Social Security and "Moral Values"

I really liked this Jonathan Rauch piece in National Journal. His conclusion:

The 2004 exit polls suggested, to many conservatives, that “moral values” won the election for Bush. It may seem odd, then, that his boldest post-election priority is not abortion or gay marriage or schools, but Social Security. The key to the paradox is that Social Security reform is not, at bottom, an economic issue with moral overtones. It is a moral issue with economic overtones.

That's right. I'm planning to write a couple longish essays on the moral dimensions of Social Security reform, which I think are far more significant than the immediate economic dimensions.

The strategy of the left is to try to spike reform on the model of the right's demolition of Hillarycare. The big difference, as far as I can see, is that Hillarycare was popular at the outset, but not because it struck the ordinary Joe as some kind of moral advance, but because it seemed like free stuff. The anti-nationalization coalition I think effectively destroyed that idea that anyone would really get a good deal from it, and, perhaps more importantly, plucked several resonant American moral notes about independence, autonomy, and choice.

It seems that the pro-reform coalition in the present case faces broad skepticism about changing social security.
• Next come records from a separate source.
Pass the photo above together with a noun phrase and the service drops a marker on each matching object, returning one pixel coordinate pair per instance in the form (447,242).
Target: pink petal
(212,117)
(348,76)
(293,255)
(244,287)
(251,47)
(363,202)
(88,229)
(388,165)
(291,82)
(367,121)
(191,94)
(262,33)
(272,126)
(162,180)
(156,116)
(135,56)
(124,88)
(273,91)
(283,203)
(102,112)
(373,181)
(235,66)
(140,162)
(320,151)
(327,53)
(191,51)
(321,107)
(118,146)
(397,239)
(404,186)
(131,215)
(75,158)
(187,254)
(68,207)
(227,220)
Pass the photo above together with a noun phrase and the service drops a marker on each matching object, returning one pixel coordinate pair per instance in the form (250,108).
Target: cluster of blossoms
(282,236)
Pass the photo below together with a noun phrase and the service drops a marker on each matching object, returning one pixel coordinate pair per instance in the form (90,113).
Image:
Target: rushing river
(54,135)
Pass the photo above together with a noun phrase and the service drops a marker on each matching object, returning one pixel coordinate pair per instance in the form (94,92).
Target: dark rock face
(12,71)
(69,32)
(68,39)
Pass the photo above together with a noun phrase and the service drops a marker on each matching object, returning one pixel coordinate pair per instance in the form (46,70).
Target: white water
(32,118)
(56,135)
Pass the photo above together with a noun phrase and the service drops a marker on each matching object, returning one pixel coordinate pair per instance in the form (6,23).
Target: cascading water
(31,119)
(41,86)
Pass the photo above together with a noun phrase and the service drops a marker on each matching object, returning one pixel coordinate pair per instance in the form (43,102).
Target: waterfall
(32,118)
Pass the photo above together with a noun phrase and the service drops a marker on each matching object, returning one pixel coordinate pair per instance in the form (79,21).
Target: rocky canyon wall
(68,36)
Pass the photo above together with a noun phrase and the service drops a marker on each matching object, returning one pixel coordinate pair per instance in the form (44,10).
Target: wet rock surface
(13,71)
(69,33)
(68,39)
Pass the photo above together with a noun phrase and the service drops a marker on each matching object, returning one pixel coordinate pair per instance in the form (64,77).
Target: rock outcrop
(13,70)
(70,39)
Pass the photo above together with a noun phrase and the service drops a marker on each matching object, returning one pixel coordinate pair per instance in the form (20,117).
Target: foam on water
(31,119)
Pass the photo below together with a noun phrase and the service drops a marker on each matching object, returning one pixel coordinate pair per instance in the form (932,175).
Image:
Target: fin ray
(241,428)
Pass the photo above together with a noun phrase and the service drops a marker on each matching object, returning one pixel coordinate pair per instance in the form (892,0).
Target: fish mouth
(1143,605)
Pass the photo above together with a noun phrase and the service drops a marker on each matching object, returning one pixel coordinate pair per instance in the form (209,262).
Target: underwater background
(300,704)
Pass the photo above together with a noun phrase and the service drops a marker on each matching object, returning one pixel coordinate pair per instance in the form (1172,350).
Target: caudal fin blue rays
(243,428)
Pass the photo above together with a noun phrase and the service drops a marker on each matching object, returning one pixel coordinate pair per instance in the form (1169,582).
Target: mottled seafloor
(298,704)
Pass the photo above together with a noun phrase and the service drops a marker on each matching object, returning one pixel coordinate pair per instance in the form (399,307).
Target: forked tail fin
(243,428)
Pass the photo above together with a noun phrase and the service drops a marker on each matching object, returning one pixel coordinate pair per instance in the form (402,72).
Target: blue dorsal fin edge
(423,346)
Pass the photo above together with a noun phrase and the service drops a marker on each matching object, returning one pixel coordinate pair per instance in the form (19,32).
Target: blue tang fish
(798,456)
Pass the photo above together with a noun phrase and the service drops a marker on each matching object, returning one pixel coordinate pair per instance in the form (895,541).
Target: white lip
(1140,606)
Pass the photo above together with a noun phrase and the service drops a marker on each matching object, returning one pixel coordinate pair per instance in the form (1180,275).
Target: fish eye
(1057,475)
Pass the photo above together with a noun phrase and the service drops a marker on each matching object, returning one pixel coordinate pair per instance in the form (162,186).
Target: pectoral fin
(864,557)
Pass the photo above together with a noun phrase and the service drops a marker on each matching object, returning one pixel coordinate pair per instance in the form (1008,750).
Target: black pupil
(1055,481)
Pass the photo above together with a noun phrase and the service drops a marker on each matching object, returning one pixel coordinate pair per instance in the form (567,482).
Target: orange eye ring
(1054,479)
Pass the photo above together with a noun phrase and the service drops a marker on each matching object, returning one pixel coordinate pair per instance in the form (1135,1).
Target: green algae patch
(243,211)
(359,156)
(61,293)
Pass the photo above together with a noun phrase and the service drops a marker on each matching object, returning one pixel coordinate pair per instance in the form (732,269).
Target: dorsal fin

However, other than scare tactics about market Russian roulette, the only moral arrow in the quiver of the left is a dull social democratic conservatism about preserving a moribund social insurance scheme. The case depends implicitly on the rather bizarre and unmotivated notion that taking care of each other means offloading responsibility onto the political class. I don't think this tune really sings in the heart of Americans, no matter how “populist” the arrangement. The “save the New Deal” trope lost its luster long ago. So I don't know how well it will fly. The best thing anti-reformists really have going for them is that people are risk averse and are wary of change.

On the other hand, the reformers have a moral message about ownership, independence, choice, and equality that I think may prove popular. A problem for the left in the Hillarycare debacle was that they had no adequately resonant response to the moral argument of the anti-nationalizers (not to mention the practical arguments). I don't think they have an adequately resonant moral response in this case, either. So their success really depends on their ability to effectively plumb the depths of mammalian fear. Risky schemes! Grandma on cat food! Rapacious moneybag bankers!

Shuffle Game

Will and Amber and playing a fun game, this is what I got:

Stormy Weather, Jimmy Luxury & the Tommy Rome Orchestra
Options, Pedro the Lion
Highly Evolved, The Vines
Tears Are in Your Eyes, Yo La Tengo
If We Can Land a Man On The Moon Then Surely I Can Win Your Heart, Beulah
Gotta Get Away, The Offspring
Joe #1, Fugazi
Another One Bites the Dust, Queen
We Got the Beat, The Go-Go's
In Da Club, 50 Cent

How about you?

DeLong's New Song?

I'm pleased to see that Brad DeLong has endorsed the general principles of the President's (still indeterminate) plan for social security reform. DeLong is worried that the President's proposal will turn into some kind of monstrosity, given Bush's record, which is fair enough. It seems that DeLong is basically saying that he would endorse something like personal accounts if only it was proposed by a Democratic president. If he is saying that, it's pretty interesting, given the heated vehemence of his prior attacks on personal accounts and their advocates.